Esse texto, certamente, causará algum burburinho pois parece atacar uma série de crenças de uma só vez. Porém, a análise pretendeu, antes, ser uma abordagem sociológica de uma movimentação que, ainda que venha a assumir o protagonismo que pretende, precisa de análise apurada e profunda, não devendo ser tomado como ataque à religião de ninguém, mas à ideia de que há um grupo que pretender que só exista uma (religião) certa e as outras todas, sejam as erradas.

 

O mais coerente seria que cada religião, que visa à melhora do ser humano, fosse certa e adequada para cada um de seus seguidores, sem prevalências, sem desrespeitos, sem Donos absolutos da verdade, sem Senhores da fé.

 

 


[1] Seitas não são necessariamente somente as demoníacas. Basta que seus rituais destoem em maior ou menor grau da religião de onde, originalmente, elas surgiram, o nome correto é seita.


[2] Sobre a Renovação Carismática não falaremos muito, pois só basta por ora, entender que ela se alia com o Neopentecostalismo não católico para quase tudo, incluindo na questão de apoiar a extrema-direita, estando no percentual de mais de 80%, por exemplo, na manifestação de 25.02.2024, na Av. Paulista, em São Paulo/SP.

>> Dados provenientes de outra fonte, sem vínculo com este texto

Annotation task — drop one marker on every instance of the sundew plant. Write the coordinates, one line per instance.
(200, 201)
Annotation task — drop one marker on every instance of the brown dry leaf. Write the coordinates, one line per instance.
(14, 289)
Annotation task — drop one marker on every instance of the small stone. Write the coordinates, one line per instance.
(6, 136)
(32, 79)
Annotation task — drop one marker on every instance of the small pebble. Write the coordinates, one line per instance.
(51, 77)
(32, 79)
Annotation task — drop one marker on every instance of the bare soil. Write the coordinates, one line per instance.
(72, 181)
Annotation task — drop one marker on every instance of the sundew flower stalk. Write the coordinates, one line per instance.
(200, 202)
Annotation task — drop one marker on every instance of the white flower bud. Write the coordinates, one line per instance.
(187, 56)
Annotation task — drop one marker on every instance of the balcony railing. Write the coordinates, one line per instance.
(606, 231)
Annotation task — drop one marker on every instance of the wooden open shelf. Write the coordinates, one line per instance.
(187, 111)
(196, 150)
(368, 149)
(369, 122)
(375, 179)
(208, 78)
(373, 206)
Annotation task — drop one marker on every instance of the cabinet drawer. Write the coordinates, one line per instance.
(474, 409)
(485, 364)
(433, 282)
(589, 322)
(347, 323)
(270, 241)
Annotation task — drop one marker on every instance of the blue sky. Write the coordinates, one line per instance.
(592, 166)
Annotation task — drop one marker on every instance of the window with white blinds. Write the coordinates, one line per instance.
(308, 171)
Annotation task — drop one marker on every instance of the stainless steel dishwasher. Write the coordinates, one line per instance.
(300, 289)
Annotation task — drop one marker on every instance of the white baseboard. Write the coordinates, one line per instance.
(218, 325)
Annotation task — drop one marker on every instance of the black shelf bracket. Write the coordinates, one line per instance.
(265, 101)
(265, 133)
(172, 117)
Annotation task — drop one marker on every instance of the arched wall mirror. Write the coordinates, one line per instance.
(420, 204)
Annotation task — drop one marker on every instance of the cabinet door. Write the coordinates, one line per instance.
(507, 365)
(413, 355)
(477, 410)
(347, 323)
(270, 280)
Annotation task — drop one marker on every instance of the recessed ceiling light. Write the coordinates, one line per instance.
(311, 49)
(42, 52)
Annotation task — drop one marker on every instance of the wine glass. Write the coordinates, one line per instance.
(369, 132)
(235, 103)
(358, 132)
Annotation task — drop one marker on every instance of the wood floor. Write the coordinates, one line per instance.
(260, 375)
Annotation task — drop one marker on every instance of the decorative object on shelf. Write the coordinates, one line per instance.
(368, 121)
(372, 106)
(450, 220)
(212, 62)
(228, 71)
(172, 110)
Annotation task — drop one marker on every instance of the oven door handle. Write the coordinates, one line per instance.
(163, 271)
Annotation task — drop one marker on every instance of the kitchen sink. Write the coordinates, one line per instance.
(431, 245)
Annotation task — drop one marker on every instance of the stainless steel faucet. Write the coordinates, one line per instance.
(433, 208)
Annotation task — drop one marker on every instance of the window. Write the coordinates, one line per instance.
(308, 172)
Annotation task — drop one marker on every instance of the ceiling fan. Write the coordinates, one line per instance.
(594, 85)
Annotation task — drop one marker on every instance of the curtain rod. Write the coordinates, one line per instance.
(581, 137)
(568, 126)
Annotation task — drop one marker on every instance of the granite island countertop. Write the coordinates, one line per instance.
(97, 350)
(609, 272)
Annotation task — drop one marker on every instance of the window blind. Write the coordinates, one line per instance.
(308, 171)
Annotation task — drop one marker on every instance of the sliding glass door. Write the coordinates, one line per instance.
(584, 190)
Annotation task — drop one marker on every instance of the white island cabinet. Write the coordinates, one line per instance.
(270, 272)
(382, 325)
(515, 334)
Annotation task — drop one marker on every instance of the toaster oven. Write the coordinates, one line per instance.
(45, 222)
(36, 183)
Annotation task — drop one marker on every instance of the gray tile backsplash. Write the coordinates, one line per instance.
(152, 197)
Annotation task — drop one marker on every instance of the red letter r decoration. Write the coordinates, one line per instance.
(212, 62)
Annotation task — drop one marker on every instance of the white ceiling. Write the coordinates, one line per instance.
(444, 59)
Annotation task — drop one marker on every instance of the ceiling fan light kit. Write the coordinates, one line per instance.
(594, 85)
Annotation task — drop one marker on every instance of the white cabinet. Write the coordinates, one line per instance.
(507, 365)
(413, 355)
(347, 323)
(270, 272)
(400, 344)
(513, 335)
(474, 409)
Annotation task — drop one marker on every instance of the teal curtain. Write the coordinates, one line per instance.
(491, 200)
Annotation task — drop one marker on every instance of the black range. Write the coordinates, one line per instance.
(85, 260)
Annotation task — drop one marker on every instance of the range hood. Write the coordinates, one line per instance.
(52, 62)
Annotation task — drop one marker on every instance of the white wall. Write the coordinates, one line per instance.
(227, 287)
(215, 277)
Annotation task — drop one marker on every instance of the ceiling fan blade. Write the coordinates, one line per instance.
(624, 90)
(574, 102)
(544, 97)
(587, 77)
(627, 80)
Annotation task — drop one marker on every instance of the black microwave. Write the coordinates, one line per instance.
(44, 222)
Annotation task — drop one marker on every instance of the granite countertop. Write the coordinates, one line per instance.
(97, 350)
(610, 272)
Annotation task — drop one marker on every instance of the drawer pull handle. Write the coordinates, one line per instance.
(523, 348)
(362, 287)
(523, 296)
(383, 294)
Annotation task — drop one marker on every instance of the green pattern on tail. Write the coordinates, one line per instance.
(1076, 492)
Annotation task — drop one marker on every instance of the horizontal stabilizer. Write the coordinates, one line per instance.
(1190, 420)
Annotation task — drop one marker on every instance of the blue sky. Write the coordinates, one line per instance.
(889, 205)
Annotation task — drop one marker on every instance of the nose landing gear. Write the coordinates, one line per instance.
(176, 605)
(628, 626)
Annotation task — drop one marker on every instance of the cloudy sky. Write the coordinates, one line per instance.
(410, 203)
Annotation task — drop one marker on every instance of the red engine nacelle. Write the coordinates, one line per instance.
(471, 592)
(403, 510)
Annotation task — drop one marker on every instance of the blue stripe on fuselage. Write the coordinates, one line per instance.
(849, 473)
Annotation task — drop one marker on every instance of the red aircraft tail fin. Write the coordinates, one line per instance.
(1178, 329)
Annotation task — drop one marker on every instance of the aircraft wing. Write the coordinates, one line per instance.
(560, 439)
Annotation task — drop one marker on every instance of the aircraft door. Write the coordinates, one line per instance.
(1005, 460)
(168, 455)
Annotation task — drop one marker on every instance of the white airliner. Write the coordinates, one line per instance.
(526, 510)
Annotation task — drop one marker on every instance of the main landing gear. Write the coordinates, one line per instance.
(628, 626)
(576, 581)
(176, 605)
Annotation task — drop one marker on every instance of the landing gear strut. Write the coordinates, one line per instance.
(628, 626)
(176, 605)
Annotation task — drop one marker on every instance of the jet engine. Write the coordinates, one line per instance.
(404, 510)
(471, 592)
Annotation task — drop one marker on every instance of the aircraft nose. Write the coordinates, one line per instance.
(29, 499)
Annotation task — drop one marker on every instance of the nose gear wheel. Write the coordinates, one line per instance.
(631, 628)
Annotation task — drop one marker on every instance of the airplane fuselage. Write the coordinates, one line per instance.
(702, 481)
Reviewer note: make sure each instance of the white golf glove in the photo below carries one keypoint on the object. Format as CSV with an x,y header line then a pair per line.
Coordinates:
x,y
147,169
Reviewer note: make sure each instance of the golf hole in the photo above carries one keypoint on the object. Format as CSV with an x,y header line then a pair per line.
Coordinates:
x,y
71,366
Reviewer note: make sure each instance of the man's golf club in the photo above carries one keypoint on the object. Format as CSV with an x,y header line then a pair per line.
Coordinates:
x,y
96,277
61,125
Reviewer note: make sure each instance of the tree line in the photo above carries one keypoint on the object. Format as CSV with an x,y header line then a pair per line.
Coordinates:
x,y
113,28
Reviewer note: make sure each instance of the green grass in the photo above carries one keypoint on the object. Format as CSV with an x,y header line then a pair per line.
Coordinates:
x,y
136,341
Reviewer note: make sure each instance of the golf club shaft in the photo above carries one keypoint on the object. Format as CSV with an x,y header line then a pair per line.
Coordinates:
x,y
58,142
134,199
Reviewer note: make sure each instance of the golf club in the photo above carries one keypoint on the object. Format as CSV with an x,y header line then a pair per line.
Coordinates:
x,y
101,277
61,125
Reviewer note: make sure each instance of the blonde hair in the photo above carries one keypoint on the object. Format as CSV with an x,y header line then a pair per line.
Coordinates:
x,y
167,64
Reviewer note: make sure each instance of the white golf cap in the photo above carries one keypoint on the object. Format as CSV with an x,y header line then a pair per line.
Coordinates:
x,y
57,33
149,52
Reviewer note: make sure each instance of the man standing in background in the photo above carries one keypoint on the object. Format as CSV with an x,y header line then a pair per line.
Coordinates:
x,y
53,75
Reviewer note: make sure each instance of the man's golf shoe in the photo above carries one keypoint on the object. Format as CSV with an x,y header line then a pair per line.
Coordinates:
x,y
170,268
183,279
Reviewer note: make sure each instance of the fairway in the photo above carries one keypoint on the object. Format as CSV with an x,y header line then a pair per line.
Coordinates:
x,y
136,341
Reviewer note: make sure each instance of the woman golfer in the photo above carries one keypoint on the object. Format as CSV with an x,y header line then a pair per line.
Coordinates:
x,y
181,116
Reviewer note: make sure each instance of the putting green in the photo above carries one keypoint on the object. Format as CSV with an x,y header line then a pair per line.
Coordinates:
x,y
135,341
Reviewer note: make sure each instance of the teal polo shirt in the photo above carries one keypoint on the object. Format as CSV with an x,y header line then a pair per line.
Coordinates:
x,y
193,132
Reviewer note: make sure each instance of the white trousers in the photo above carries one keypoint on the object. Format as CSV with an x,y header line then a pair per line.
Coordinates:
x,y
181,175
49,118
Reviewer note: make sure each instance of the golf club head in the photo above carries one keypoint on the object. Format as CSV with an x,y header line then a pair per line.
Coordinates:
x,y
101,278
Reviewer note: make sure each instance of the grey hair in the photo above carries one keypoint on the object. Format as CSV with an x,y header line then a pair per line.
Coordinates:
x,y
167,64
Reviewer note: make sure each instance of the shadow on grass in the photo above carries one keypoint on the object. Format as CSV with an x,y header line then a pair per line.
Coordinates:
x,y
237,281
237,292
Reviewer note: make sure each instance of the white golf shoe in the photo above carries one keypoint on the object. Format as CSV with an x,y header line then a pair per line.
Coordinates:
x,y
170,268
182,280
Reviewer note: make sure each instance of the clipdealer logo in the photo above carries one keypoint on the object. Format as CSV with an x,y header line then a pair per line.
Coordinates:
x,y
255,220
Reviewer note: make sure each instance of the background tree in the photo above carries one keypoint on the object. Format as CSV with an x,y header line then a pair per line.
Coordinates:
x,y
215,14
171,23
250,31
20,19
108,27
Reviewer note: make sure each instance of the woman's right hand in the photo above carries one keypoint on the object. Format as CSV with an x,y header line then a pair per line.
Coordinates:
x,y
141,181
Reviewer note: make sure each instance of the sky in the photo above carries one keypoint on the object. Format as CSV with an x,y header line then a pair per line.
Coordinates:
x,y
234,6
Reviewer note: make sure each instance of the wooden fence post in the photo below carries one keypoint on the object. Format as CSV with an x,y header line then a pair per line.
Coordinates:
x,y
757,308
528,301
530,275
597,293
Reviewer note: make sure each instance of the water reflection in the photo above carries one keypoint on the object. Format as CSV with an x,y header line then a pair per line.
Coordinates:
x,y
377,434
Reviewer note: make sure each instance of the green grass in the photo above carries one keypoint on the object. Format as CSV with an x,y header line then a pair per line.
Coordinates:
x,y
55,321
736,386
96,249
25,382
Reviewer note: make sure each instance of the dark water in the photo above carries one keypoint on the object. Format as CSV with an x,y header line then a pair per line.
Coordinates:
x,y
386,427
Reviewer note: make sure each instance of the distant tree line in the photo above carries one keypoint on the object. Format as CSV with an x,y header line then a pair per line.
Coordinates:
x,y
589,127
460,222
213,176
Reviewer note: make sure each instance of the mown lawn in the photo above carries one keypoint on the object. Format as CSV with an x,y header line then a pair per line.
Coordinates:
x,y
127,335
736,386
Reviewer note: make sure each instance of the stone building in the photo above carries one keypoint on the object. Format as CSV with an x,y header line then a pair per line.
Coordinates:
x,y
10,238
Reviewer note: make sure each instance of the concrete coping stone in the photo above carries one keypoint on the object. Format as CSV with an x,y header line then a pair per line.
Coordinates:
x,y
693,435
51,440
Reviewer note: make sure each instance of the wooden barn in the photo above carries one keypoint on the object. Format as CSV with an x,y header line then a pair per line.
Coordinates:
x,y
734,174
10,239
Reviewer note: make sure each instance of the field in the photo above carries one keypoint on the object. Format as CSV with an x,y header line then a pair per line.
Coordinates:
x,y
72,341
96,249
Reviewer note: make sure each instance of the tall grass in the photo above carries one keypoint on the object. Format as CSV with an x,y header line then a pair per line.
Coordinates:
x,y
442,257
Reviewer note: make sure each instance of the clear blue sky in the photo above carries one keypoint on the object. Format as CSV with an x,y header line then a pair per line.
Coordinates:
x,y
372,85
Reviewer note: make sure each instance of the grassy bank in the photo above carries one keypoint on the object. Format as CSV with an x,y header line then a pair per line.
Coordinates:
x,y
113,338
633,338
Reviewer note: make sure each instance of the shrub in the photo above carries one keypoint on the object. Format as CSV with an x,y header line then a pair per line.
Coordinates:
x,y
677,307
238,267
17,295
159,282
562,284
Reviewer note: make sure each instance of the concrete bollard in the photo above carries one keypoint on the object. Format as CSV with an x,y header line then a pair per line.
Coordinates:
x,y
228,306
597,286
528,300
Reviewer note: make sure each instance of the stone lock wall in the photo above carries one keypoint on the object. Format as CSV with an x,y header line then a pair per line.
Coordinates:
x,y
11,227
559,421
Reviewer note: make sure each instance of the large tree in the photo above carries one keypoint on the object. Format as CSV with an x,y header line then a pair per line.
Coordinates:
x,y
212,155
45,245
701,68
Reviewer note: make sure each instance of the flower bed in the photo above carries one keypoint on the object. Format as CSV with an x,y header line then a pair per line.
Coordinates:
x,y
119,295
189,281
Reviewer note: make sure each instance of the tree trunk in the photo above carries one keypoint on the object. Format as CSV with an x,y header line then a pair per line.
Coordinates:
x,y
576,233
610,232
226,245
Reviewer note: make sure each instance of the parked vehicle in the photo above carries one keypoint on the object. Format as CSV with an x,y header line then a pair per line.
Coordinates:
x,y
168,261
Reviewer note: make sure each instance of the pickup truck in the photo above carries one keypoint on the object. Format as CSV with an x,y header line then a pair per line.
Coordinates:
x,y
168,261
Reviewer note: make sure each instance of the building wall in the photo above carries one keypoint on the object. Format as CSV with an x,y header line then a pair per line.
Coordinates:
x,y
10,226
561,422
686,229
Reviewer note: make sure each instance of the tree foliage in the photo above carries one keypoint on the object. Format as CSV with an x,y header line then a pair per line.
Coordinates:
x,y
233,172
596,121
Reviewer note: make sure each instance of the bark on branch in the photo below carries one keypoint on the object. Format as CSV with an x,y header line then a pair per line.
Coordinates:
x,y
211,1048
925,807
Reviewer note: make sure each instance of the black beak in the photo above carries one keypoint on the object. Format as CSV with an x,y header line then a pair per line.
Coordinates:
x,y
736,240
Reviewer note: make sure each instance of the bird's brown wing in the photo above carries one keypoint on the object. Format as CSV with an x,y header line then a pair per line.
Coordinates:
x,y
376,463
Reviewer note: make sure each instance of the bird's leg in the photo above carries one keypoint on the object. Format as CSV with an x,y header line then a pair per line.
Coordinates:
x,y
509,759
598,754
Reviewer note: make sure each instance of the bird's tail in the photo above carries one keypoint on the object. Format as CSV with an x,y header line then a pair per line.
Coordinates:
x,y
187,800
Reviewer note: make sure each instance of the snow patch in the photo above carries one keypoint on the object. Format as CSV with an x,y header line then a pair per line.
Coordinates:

[3] É o título de um livro de Edir Macedo

[4]  Art. 19. É vedado à União, aos Estados, ao Distrito Federal e aos Municípios:

I - estabelecer cultos religiosos ou igrejas, subvencioná-los, embaraçar-lhes o funcionamento ou manter com eles ou seus representantes relações de dependência ou aliança, ressalvada, na forma da lei, a colaboração de interesse público;

II - recusar fé aos documentos públicos;

III - criar distinções entre brasileiros ou preferências entre si.